Con l’associazione La voce di una è la voce di tutte, nata nel 2021 a Vercelli, Deborah Di Bin e altre attiviste offrono supporto alle donne affette da endometriosi, anche attraverso il Numero Giallo (800 189 411) e le Panchine Gialle con QR code informativi sulla malattia. La loro battaglia si estende anche alle scuole, affinché pediatri e giovani ragazze possano imparare a riconoscere i primi segnali della malattia.

Le disuguaglianze di genere nel sistema sanitario, però, vanno ben oltre l’endometriosi. Durante la serata è stato affrontato il problema dell’accesso disomogeneo alle cure in Italia: la sopravvivenza a cinque anni per il tumore al seno, ad esempio, varia fino al 14% tra le regioni, a causa di differenze nei programmi di screening e nelle risorse disponibili. La ricerca clinica è ancora orientata sugli uomini, con effetti collaterali devastanti per le donne: alcuni farmaci chemioterapici risultano più tossici per il loro organismo, mentre antidolorifici comunemente prescritti si rivelano meno efficaci. La pillola anticoncezionale, per esempio, fu inizialmente testata in Mesoamerica con dosaggi esagerati e senza alcun consenso informato.

Altro tema centrale è stato l’impatto della violenza di genere sulla salute. Le donne vittime di violenza fisica, psicologica o sessuale hanno un’incidenza più alta di disturbi gastrointestinali, problemi ginecologici, difficoltà nell’uso della contraccezione e aborti, oltre a una maggiore esposizione a stati ansiosi e depressivi.

Un’altra criticità emersa riguarda il peso sproporzionato del lavoro di cura non retribuito che grava sulle donne, spesso costrette a prendersi cura di figli e anziani, sacrificando la propria salute. Patologie croniche come il diabete o le malattie cardiovascolari vengono trascurate fino a raggiungere livelli critici.

Preoccupa anche la scarsa adesione alla vaccinazione contro il Papilloma Virus (HPV), fondamentale nella prevenzione di tumori ginecologici. Un’altra categoria a rischio è quella delle persone transgender, molte delle quali smettono di sottoporsi agli screening ginecologici dopo la transizione, aumentando il pericolo di diagnosi tardive.

È stata evidenziata la crisi dei consultori, che dagli anni ’70 a oggi hanno subito un drastico ridimensionamento, passando in Piemonte da 20 a 7. Un tempo spazi di confronto su salute riproduttiva e contraccezione, oggi sono ridotti a centri di assistenza minimale, frequentati soprattutto da donne migranti.
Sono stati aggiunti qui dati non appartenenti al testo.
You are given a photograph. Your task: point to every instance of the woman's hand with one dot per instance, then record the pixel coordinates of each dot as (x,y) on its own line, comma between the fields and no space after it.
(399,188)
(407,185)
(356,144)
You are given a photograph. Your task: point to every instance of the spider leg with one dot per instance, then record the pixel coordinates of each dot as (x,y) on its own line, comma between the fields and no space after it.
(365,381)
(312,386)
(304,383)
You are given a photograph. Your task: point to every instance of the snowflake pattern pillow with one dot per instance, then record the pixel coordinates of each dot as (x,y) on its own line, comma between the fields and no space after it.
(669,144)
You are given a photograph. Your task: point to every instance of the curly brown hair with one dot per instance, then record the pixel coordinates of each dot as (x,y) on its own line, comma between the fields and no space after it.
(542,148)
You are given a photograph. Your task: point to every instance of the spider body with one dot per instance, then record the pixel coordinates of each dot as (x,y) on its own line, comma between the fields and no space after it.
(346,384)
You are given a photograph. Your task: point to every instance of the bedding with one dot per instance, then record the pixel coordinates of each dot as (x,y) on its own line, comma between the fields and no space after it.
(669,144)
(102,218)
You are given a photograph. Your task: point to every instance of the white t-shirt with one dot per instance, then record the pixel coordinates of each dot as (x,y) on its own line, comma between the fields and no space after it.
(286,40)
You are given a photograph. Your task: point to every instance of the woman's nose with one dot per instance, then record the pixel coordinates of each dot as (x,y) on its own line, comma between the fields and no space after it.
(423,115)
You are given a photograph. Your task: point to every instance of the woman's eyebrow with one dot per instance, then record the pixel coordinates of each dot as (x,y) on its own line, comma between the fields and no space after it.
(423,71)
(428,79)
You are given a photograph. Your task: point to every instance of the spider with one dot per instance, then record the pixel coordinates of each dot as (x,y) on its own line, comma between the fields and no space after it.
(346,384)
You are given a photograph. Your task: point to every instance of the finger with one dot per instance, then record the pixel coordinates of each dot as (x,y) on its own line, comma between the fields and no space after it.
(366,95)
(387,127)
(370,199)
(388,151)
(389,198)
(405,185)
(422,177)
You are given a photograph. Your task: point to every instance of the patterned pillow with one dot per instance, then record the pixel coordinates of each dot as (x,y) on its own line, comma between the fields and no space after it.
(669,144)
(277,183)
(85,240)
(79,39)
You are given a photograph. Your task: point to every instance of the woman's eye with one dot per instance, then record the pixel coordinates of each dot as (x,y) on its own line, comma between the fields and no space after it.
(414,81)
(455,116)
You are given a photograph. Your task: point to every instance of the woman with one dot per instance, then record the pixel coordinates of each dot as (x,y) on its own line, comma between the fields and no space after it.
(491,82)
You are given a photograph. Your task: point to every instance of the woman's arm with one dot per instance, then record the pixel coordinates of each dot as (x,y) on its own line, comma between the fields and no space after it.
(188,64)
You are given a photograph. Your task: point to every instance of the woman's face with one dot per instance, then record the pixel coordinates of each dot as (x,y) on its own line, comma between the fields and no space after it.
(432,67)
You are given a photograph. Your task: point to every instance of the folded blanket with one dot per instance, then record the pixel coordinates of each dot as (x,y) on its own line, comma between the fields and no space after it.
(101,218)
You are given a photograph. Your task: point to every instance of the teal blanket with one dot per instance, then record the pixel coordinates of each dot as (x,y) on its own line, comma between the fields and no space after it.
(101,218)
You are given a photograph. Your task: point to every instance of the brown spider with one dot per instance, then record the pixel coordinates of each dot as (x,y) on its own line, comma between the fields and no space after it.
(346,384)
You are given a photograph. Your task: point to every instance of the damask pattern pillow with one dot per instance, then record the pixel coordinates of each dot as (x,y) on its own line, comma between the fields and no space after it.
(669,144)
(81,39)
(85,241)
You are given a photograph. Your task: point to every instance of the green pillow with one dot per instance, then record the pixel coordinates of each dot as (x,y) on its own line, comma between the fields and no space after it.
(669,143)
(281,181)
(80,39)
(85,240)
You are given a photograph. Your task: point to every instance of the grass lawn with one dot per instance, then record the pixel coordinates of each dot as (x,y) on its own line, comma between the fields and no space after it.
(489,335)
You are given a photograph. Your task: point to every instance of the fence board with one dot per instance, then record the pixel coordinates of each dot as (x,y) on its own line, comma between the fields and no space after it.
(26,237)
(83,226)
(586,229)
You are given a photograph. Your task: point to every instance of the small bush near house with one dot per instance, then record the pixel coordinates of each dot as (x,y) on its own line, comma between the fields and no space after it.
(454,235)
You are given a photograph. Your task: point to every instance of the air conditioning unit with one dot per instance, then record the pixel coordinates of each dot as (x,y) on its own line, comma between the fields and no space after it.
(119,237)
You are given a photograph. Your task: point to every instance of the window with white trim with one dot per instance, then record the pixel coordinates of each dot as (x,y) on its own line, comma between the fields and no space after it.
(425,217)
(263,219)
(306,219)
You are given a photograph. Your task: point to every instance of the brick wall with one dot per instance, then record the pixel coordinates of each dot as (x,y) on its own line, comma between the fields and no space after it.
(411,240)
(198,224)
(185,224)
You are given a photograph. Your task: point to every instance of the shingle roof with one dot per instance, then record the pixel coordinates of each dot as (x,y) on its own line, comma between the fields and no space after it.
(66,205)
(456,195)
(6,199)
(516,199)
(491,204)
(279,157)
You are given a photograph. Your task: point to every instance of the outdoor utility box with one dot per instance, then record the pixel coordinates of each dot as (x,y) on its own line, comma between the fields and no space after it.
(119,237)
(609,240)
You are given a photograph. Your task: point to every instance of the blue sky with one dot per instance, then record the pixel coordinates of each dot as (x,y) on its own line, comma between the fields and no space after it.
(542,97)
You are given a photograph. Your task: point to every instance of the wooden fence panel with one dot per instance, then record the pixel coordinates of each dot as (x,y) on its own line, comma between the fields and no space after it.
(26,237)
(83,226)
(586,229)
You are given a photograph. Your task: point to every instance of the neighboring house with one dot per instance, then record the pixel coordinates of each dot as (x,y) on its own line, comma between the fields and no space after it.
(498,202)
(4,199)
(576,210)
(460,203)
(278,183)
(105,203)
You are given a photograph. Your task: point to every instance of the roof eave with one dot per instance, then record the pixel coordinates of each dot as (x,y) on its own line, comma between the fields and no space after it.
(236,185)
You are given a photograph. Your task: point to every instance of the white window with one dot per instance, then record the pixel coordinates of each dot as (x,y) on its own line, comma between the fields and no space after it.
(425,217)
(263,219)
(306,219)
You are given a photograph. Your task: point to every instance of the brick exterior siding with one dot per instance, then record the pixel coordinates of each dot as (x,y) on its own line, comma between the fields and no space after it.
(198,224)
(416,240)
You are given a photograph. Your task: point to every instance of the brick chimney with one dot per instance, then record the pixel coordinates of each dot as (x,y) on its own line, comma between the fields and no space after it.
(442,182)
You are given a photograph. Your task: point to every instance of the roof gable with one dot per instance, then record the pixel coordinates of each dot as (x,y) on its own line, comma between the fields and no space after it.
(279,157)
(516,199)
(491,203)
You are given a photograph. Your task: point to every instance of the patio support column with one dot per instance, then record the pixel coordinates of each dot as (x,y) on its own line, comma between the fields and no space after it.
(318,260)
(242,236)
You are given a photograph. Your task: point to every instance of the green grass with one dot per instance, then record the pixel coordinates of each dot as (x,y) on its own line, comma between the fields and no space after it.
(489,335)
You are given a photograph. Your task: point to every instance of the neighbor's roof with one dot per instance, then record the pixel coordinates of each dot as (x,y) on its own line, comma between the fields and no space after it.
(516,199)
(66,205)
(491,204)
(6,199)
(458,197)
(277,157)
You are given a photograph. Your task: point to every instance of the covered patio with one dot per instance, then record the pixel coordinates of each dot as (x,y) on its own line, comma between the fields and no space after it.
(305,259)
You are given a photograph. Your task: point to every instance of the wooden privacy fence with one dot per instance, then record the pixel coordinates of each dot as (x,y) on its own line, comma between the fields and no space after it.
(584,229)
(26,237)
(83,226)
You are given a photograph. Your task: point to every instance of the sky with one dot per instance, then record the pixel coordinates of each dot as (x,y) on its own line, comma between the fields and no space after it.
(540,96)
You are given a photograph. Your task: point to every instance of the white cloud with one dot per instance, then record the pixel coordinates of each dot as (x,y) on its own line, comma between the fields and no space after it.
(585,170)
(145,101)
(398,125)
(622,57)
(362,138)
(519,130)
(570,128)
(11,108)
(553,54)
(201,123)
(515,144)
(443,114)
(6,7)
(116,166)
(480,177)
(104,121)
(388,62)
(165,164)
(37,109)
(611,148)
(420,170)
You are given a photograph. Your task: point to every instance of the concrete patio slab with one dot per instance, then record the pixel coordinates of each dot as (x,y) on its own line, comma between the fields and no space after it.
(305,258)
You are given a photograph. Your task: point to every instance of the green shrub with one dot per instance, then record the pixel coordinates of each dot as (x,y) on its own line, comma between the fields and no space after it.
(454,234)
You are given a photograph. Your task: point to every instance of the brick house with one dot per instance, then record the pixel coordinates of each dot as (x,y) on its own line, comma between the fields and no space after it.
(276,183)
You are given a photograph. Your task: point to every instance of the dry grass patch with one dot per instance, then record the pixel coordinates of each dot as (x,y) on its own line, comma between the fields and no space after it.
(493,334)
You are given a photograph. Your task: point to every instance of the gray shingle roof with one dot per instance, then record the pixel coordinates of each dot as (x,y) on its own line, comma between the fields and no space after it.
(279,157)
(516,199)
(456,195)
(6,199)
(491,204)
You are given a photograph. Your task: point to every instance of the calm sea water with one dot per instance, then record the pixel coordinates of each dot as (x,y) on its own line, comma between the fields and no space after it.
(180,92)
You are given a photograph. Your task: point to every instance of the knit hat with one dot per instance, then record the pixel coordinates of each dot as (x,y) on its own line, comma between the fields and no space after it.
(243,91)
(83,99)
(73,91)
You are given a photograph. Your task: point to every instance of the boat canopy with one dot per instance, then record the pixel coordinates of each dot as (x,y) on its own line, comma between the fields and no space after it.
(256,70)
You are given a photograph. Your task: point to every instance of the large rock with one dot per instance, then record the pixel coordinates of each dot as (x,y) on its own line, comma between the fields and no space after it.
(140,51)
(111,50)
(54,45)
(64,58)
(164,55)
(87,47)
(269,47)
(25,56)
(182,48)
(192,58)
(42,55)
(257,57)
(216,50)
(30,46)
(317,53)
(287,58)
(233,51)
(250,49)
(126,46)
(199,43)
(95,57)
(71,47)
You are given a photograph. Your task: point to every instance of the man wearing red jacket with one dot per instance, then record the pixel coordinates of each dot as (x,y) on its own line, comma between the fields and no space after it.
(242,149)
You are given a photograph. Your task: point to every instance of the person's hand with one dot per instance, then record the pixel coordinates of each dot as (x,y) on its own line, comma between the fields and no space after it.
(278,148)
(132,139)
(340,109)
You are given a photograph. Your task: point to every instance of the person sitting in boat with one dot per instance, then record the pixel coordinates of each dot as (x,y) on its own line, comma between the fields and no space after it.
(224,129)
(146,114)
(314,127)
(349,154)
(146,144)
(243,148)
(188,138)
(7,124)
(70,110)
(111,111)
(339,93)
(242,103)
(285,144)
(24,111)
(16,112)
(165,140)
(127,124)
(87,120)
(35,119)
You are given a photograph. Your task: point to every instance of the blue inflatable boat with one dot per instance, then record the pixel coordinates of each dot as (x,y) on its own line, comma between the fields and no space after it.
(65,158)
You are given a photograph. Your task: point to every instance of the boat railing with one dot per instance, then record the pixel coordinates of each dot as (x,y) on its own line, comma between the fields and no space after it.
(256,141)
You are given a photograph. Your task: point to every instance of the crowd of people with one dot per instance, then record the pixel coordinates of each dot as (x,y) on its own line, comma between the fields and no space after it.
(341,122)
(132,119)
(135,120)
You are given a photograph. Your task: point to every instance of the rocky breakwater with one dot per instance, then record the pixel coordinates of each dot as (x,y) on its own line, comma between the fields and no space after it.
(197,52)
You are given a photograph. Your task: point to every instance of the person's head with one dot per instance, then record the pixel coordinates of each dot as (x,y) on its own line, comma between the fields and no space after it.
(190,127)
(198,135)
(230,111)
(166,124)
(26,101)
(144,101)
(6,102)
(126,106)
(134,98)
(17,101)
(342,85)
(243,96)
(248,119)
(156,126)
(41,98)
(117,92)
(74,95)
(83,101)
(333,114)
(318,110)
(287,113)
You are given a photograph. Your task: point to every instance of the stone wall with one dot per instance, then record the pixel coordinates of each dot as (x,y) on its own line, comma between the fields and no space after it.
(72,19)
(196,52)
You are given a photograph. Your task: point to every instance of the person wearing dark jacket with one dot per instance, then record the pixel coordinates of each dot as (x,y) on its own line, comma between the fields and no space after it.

La loro progressiva chiusura ha lasciato un vuoto informativo, colmato spesso da Internet e social media, con il rischio di diffusione di fake news pericolose sulla salute femminile.

Il dibattito si è concluso con un appello alla necessità di integrare la medicina di genere nei percorsi formativi di medici e operatori sanitari, affinché le specificità femminili vengano finalmente considerate nella prevenzione, nella diagnosi e nelle terapie. Anche una condizione diffusa come la menopausa è ancora trattata con superficialità dal Servizio Sanitario Nazionale, che offre poche risorse e servizi mirati.

Le scuole, secondo gli esperti, potrebbero avere un ruolo chiave nel contrastare problemi di salute pubblica come i disturbi alimentari, in aumento tra le ragazze, ma servirebbero più formazione e strumenti adeguati.

L’incontro ha lasciato una certezza: la sanità pubblica sta attraversando un declino pericoloso, con meno fondi per la prevenzione e una crescente privatizzazione che rischia di trasformare il diritto alla salute in un lusso per pochi. Servono investimenti mirati, formazione per i professionisti sanitari e un rafforzamento dei servizi territoriali. Senza un cambio di rotta culturale e politico, le donne continueranno a pagare il prezzo più alto.